INTERVIEW

教員インタビュー 温井亨教授

――むらづくりではどのようなことを実践されているのですか。

旧立川町の立谷沢で、月山の恵みの里庄内交流推進協議会が開催しているワークショップを行っています。食などの地域資源を活かして観光に結びつけ、都市と農村の交流を促進する取り組みで、農林水産省の助成を受けています。同会はやまぶどうの会の高梨美代子さんが代表を、庄内町グリーンツーリズムの会の小林仁さんが事務局長をつとめておられ、高梨さんは北月山荘で地元料理を昼食に出すという活動を、小林さんも農業体験などグリーンツーリズムの活動をなさっています。

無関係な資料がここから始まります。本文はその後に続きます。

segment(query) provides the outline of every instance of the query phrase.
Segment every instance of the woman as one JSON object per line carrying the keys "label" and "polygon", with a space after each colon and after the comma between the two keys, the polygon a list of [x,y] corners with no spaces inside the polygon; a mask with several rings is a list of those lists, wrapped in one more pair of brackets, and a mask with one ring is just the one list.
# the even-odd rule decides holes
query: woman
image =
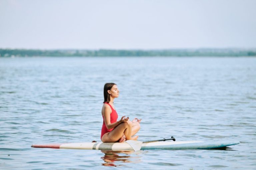
{"label": "woman", "polygon": [[104,104],[101,111],[103,121],[100,137],[103,142],[123,142],[126,140],[137,140],[139,137],[132,136],[139,130],[141,119],[135,118],[131,122],[129,117],[124,116],[117,121],[118,116],[114,106],[114,100],[118,97],[119,92],[115,84],[105,84]]}

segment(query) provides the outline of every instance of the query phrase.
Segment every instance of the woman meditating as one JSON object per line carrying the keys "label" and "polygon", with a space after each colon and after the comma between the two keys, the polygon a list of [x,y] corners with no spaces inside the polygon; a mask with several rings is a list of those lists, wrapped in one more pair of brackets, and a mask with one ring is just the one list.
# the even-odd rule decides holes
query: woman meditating
{"label": "woman meditating", "polygon": [[104,104],[101,114],[103,124],[101,139],[103,142],[123,142],[126,140],[137,140],[134,136],[140,129],[141,119],[136,118],[132,122],[129,117],[122,117],[117,121],[118,115],[114,106],[114,100],[118,97],[119,91],[115,83],[107,83],[104,86]]}

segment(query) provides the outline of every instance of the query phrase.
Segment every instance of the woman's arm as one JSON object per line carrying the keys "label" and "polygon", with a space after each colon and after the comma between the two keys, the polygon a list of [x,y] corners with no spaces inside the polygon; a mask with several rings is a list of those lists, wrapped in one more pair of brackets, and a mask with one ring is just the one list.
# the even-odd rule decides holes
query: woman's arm
{"label": "woman's arm", "polygon": [[111,114],[110,107],[107,105],[104,105],[102,108],[102,112],[103,117],[104,118],[104,122],[105,123],[105,125],[108,129],[114,128],[122,122],[127,122],[129,119],[129,117],[125,118],[125,116],[124,116],[122,117],[120,120],[111,124],[110,122],[110,114]]}

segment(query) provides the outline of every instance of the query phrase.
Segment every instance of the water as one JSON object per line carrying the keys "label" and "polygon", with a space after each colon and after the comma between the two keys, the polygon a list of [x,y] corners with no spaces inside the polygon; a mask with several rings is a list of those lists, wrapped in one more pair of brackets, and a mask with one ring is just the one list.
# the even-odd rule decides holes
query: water
{"label": "water", "polygon": [[[0,168],[256,169],[256,58],[0,58]],[[100,141],[105,83],[142,119],[142,140],[240,141],[226,150],[113,152],[30,147]]]}

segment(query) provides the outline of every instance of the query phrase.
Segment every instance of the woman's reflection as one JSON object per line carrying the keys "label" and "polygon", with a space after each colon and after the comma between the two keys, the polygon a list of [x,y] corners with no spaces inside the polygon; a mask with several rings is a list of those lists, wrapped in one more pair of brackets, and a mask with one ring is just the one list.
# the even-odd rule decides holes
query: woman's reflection
{"label": "woman's reflection", "polygon": [[122,165],[115,165],[114,163],[117,161],[133,163],[140,162],[140,160],[138,159],[138,157],[131,157],[130,155],[131,154],[137,152],[133,151],[101,150],[101,152],[105,154],[104,156],[101,158],[105,162],[102,164],[102,165],[104,166],[117,167]]}

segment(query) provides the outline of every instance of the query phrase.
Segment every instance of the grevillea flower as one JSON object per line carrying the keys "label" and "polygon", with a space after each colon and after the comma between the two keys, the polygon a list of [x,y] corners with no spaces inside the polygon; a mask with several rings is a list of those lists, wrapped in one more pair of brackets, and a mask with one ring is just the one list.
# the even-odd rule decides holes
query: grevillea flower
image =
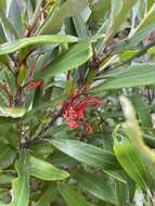
{"label": "grevillea flower", "polygon": [[41,79],[34,80],[28,83],[28,86],[26,87],[26,90],[31,91],[36,89],[37,87],[42,87],[42,86],[43,86],[43,81]]}
{"label": "grevillea flower", "polygon": [[85,117],[85,108],[87,106],[100,105],[102,102],[98,96],[83,95],[88,88],[85,87],[81,91],[75,90],[67,102],[63,102],[63,117],[66,119],[70,129],[77,129],[79,126],[85,126],[85,136],[92,133],[91,126],[82,120]]}

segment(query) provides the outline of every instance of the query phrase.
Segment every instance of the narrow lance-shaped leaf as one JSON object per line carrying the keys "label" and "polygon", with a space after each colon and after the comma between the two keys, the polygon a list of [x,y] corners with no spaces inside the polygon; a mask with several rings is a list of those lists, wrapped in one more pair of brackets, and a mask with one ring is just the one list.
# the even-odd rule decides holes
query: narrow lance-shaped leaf
{"label": "narrow lance-shaped leaf", "polygon": [[0,117],[18,118],[26,114],[26,108],[17,107],[0,107]]}
{"label": "narrow lance-shaped leaf", "polygon": [[129,177],[132,178],[141,189],[146,190],[146,171],[137,147],[125,137],[121,137],[120,141],[115,137],[114,152]]}
{"label": "narrow lance-shaped leaf", "polygon": [[9,144],[0,141],[0,169],[8,168],[14,162],[16,151]]}
{"label": "narrow lance-shaped leaf", "polygon": [[[113,35],[119,29],[121,24],[126,21],[129,12],[131,11],[132,7],[137,0],[113,0],[112,1],[112,16],[108,30],[106,33],[105,39],[103,43],[107,42]],[[101,46],[102,49],[102,46]]]}
{"label": "narrow lance-shaped leaf", "polygon": [[44,36],[23,38],[1,44],[0,55],[12,53],[21,49],[24,49],[26,47],[39,43],[73,43],[77,41],[78,41],[77,37],[67,36],[67,35],[44,35]]}
{"label": "narrow lance-shaped leaf", "polygon": [[29,157],[26,151],[21,151],[16,162],[18,177],[12,182],[12,202],[10,206],[28,206],[29,204]]}
{"label": "narrow lance-shaped leaf", "polygon": [[52,35],[60,31],[63,22],[66,17],[75,15],[76,9],[80,12],[87,5],[88,0],[67,0],[63,3],[63,5],[57,5],[53,8],[51,13],[49,14],[44,24],[39,28],[37,34],[39,35]]}
{"label": "narrow lance-shaped leaf", "polygon": [[89,206],[82,194],[67,184],[60,184],[59,191],[68,206]]}
{"label": "narrow lance-shaped leaf", "polygon": [[92,91],[114,90],[129,87],[141,87],[155,83],[155,67],[153,64],[138,64],[122,69],[109,79],[101,82]]}
{"label": "narrow lance-shaped leaf", "polygon": [[78,173],[75,178],[82,190],[88,191],[99,199],[117,205],[115,189],[105,181],[103,173]]}
{"label": "narrow lance-shaped leaf", "polygon": [[35,206],[47,206],[52,201],[56,192],[56,186],[53,183],[46,185],[46,190],[39,196],[39,199],[35,203]]}
{"label": "narrow lance-shaped leaf", "polygon": [[81,41],[73,46],[68,51],[61,54],[46,69],[36,74],[38,77],[51,77],[55,74],[64,73],[86,63],[92,56],[92,48],[90,40]]}
{"label": "narrow lance-shaped leaf", "polygon": [[76,140],[54,139],[49,142],[80,163],[101,169],[119,168],[115,156],[108,151]]}
{"label": "narrow lance-shaped leaf", "polygon": [[30,175],[42,180],[64,180],[69,177],[67,171],[54,167],[52,164],[30,156]]}
{"label": "narrow lance-shaped leaf", "polygon": [[153,165],[155,165],[155,153],[144,143],[142,139],[142,131],[137,120],[135,112],[132,104],[125,96],[120,96],[120,103],[122,105],[124,114],[126,117],[126,121],[122,124],[122,128],[127,137],[135,145],[137,150],[147,156]]}

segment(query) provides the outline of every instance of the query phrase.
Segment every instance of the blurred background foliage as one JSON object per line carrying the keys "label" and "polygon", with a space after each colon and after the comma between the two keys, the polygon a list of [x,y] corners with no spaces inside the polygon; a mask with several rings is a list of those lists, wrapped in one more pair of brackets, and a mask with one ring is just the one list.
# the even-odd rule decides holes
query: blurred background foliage
{"label": "blurred background foliage", "polygon": [[155,205],[155,1],[0,0],[0,206]]}

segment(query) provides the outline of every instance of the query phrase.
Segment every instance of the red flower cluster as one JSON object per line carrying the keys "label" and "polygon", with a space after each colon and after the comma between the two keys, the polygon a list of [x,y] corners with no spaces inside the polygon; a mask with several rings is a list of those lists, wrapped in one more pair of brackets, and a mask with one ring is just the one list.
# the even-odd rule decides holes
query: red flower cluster
{"label": "red flower cluster", "polygon": [[87,106],[100,105],[102,103],[98,96],[83,96],[83,93],[88,88],[85,87],[80,92],[78,90],[75,90],[70,95],[68,102],[63,103],[63,117],[66,119],[69,128],[76,129],[79,126],[85,126],[85,136],[92,133],[91,126],[87,121],[80,120],[85,117],[85,108]]}
{"label": "red flower cluster", "polygon": [[43,81],[41,79],[34,80],[28,83],[28,86],[26,87],[26,90],[31,91],[31,90],[36,89],[37,87],[42,87],[42,86],[43,86]]}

また、昨年から西川町の綱取で公益社会演習を行っており、その関係で地域とつながりができました。綱取は、月山道(国道112号)沿いの集落ですが、国の重要文化財に指定されている岩根沢の三山神社の近くまで山の方に広がっていますので、夏休みにこの里山エリアでのグリーンツーリズムの可能性を調査しました。この岩根沢には詩人の丸山薫が戦時中に疎開しており、記念館もあります。グリーンツーリズムは農村の風景を見たり文化を体験したりして、都市と農村が親交を深めていくものですが、丸山薫の詩にはまさにグリーンツーリズムの原点があると思います。魅力的な里山の風景が広がっていて、私のゼミの3年生がこの綱取でぜひ卒論を書きたいと言っています。

――先生のご専門分野である「風景計画」とは?

造園学のことなのですが、明治時代につくられた造園という術語が実態にそぐわなくなってきているので、ランドスケープ・アーキテクチャーとカタカナで言ってみたり、学会内部でも議論が続いています。風景計画という術語は私の大学の恩師が使っていた言葉で、私の師が国立公園などの自然風景地を対象にしていたのに対し、私は農村や里山を対象にしています。景観という言葉もありますが、これは物理的視覚的現象に限定して学術用語として用いようとした歴史が我々の分野にはあり、それと比較すると農村や里山は暮らしの結果できたもので人文的な要素、主観的な要素なども含まれているので風景のほうがふさわしいと思っています。心象風景とは言っても心象景観とは言わないでしょう。私は、人が暮らす中でできてきた風景、そこに町場も加えて、どう保存しながら再生していくかを全体の研究としてまとめようと考えています。まちづくり、むらづくりということでいろいろと取り組んでいますが、一言でいえばそのためにやっているわけです。

地元の人たちはあまり気にとめないかもしれませんが、公益大のある庄内平野は一面に水田が広がり、緑の海の中に樹林と家並でできた集落が点在しています。これは里の風景として最も魅力的なものの1つです。世界遺産としても十分に通用するのではないでしょうか。庄内は私のような風景を研究している者にとって、研究対象として、そしてもちろん暮らすうえでも、このうえない魅力ある土地だと思っています。